Além disso, o cristão reconhece os limites de sua mente, de sua capacidade de compreensão, ainda mais quando se trata de Deus e sua obra.


Os extremistas, no entanto, sejam eles liberais, fundamentalistas ou pentecostais, vangloriam-se na sua presunção epistemológica, acham-se donos da verdade, guardiões da sã doutrina, capazes de explicar os mistérios de todos os dogmas, da trindade à encarnação do Verbo, da revelação à eleição, dos sacramentos às últimas coisas.   


Estes supostos donos da verdade são capazes de expor com certeza o sentido das passagens mais herméticas das Escrituras, seja porque receberam uma revelação adicional, como é o caso às vezes entre os pentecostais, seja porque aplicaram ao texto os cânones infalíveis da ciência, como acontece entre os liberais, ou seja, porque adotam certos a-priores racionalistas que fazem da hermenêutica uma espécie de ciência-exata, em que se aplicam fórmulas cartesianas e chegam-se a resultados previsíveis.


Os fundamentalistas colocam as verdades dogmáticas acima das verdades bíblicas e acham que estas últimas equivalem sempre as primeiras. O sistema de doutrinas passa a ser o critério hermenêutico através do qual toda leitura da Bíblia passa a ser feita. Em vez de valorizar as Escrituras, com sua conversa fiada inerrantista, os fundamentalistas, na prática, humilham a Palavra de Deus fazendo-a submeter-se aos dogmas da tradição e retirando da Bíblia sua condição de instância última de apelação em questões de fé e de prática. Em em vez de fazer da Bíblia o critério para a avaliação da tradição, fazem da tradição dogmática o critério para a interpretação da Bíblia.
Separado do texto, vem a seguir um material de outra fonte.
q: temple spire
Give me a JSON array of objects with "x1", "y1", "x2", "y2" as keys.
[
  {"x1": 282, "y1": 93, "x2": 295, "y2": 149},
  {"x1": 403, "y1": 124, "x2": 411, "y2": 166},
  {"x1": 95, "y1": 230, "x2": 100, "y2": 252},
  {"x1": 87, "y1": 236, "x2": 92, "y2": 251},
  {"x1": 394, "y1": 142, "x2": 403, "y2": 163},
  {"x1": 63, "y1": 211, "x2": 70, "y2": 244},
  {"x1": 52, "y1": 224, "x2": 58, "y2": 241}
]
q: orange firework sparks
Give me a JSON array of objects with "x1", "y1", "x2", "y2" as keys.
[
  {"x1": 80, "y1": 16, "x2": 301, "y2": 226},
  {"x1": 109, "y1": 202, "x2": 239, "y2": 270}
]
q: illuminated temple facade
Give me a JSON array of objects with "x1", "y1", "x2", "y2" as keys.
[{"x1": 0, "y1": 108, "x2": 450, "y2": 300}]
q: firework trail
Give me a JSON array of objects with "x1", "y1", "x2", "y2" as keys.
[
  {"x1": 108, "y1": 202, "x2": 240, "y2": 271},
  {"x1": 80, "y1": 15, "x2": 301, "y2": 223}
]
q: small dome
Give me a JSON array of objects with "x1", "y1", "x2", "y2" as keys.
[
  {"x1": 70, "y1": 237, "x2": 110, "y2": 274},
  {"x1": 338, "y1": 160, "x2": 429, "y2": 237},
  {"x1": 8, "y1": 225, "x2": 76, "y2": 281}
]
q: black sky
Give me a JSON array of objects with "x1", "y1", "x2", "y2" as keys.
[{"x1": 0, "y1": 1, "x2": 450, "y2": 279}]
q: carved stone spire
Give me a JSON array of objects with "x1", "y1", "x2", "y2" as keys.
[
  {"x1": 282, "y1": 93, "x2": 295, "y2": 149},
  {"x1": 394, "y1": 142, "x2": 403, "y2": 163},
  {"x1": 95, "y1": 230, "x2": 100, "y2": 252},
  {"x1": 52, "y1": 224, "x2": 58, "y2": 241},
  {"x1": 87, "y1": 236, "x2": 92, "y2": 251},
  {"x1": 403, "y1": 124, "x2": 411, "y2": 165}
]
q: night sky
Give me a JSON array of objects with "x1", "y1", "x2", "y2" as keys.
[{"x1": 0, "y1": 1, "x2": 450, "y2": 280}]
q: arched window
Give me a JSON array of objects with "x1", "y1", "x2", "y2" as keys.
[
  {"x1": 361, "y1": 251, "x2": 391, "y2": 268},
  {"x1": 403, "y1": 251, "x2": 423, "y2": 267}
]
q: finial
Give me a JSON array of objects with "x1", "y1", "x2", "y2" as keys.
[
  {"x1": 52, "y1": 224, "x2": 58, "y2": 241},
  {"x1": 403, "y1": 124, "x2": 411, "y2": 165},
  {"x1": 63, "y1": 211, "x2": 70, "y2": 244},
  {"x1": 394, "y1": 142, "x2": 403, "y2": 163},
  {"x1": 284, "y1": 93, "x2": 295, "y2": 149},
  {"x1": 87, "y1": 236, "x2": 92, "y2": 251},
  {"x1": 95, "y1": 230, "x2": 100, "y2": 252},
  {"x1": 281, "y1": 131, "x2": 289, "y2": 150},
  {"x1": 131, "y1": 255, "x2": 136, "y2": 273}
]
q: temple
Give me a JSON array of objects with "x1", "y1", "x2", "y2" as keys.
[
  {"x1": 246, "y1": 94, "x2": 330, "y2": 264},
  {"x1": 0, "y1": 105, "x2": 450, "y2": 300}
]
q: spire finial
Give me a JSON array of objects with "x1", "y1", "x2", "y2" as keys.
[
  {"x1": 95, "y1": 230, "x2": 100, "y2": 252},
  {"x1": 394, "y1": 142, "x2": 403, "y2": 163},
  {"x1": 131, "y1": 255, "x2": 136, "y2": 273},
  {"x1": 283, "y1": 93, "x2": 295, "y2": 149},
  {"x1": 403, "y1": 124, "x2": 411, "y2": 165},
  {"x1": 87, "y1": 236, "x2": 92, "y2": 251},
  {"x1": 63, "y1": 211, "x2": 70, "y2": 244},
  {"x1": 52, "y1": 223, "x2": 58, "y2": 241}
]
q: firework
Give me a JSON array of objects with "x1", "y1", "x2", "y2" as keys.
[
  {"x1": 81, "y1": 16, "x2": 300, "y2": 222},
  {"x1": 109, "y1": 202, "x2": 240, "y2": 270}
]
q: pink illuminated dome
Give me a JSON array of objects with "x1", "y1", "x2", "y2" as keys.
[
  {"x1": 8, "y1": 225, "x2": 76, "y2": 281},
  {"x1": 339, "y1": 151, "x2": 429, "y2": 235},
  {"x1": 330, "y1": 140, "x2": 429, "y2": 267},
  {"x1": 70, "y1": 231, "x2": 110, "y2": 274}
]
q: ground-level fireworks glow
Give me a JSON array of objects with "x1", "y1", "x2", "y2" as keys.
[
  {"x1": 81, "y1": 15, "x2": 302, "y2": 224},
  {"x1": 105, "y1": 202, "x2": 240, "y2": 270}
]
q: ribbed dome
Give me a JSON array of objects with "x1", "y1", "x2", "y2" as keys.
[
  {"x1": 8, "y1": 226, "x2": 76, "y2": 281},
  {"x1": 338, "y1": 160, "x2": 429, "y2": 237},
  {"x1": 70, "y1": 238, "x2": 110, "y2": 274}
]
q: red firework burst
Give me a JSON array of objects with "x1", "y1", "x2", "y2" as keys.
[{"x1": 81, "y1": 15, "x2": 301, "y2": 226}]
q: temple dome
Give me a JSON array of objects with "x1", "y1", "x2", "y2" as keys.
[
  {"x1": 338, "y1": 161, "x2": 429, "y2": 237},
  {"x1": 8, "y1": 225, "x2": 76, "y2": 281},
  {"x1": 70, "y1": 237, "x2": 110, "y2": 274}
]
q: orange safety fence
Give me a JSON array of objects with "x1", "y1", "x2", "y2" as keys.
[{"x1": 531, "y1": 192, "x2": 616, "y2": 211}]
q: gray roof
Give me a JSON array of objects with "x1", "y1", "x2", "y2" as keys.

Tudo isso é presunção epistemológica. Nós temos a Palavra de Deus, mas só Deus pode afirmar conhecer a interpretação correta de todos os versículos da Escritura, e o resto é prepotência humana. Nós temos a tradição doutrinária, mas só Deus possui em sua mente a verdadeira sistematização das verdades eternas da sua revelação, o resto é pedantismo e vaidade.
O verdadeiro temor de Deus é reverencia diante do mistério e espanto diante da profundidade da riqueza da sabedoria e do conhecimento de Deus. Os extremistas de todo tipo acham que podem engarrafar a Deus e sua obra, mas não podem. Isto não passa de soberba e presunção.
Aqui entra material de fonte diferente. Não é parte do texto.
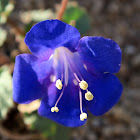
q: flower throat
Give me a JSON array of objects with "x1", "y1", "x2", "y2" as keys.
[{"x1": 50, "y1": 47, "x2": 94, "y2": 121}]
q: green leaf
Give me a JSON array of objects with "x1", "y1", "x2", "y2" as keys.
[
  {"x1": 0, "y1": 0, "x2": 14, "y2": 24},
  {"x1": 63, "y1": 6, "x2": 90, "y2": 34},
  {"x1": 0, "y1": 66, "x2": 13, "y2": 119},
  {"x1": 24, "y1": 112, "x2": 69, "y2": 140},
  {"x1": 0, "y1": 0, "x2": 9, "y2": 13}
]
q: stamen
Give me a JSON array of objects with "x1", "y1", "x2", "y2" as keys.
[
  {"x1": 55, "y1": 79, "x2": 63, "y2": 90},
  {"x1": 73, "y1": 73, "x2": 81, "y2": 83},
  {"x1": 79, "y1": 89, "x2": 87, "y2": 121},
  {"x1": 80, "y1": 113, "x2": 87, "y2": 121},
  {"x1": 79, "y1": 80, "x2": 88, "y2": 90},
  {"x1": 51, "y1": 86, "x2": 65, "y2": 112},
  {"x1": 85, "y1": 91, "x2": 94, "y2": 101},
  {"x1": 51, "y1": 106, "x2": 59, "y2": 112}
]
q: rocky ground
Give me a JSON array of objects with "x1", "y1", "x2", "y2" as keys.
[{"x1": 0, "y1": 0, "x2": 140, "y2": 140}]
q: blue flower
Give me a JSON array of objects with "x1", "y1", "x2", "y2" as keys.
[{"x1": 13, "y1": 20, "x2": 122, "y2": 127}]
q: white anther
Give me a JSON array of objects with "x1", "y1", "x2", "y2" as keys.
[
  {"x1": 79, "y1": 80, "x2": 88, "y2": 90},
  {"x1": 80, "y1": 113, "x2": 87, "y2": 121},
  {"x1": 51, "y1": 106, "x2": 59, "y2": 112},
  {"x1": 85, "y1": 91, "x2": 94, "y2": 101},
  {"x1": 55, "y1": 79, "x2": 63, "y2": 90}
]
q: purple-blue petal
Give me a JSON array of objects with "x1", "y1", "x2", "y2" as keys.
[
  {"x1": 86, "y1": 73, "x2": 123, "y2": 116},
  {"x1": 77, "y1": 37, "x2": 122, "y2": 73},
  {"x1": 38, "y1": 75, "x2": 86, "y2": 127},
  {"x1": 13, "y1": 54, "x2": 52, "y2": 103},
  {"x1": 25, "y1": 20, "x2": 80, "y2": 59}
]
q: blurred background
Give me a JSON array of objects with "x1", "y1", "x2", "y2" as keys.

O mistério de Deus e sua obra são inerentes à fé. A rejeição do mistério é uma atitude racionalista tanto dos liberais quanto dos fundamentalistas. A tentativa de controlar, catalogar e fazer uso do mistério da fé é misticismo emocionalista superficial dos carismatistas. Este controle de Deus é paganismo, é uma forma de bruxaria. Feitiçaria é utilizar objetos e palavras mágicas para controlar forças naturais e sobrenaturais. Muitas igrejas ditas evangélicas estão fazendo justamente isto, transformando os objetos do culto e da devoção em amuletos e fazendo das orações e louvores não mais que palavras mágicas para o controle de Deus, de anjos e de demônios. Tudo isto é um lamentável engano, uma exploração da crendice do povo inculto e uma afronta ao genuíno espirito da reforma que combateu arduamente todas as formas de superstição cristã medieval semelhantes a estas.
   
Os fundamentalistas, por outro lado, remetem-nos ao neo-escolasticismo protestante, ele mesmo um desvio da reforma e um retorno ao escolasticismo medieval , como modelo de reflexão teológica. Isto não pode continuar. É preciso que retornemos à reflexão teológica sadia, criativa e acima de tudo bíblica dos reformadores. Toda nossa reflexão teológica deve ser calcada nas Escrituras e na missão sagrada da Igreja de Cristo. Toda tradição dogmática deve ser posta em juízo diante da autoridade das Escrituras e da premência da missão.


A presunção epistemológica racionalista gera atitudes que não são proveitosas, levando grupos de indivíduos a extremismos condenáveis. Precisamos nos precaver contra isto cultivando um espirito de humildade e reverência diante de Deus.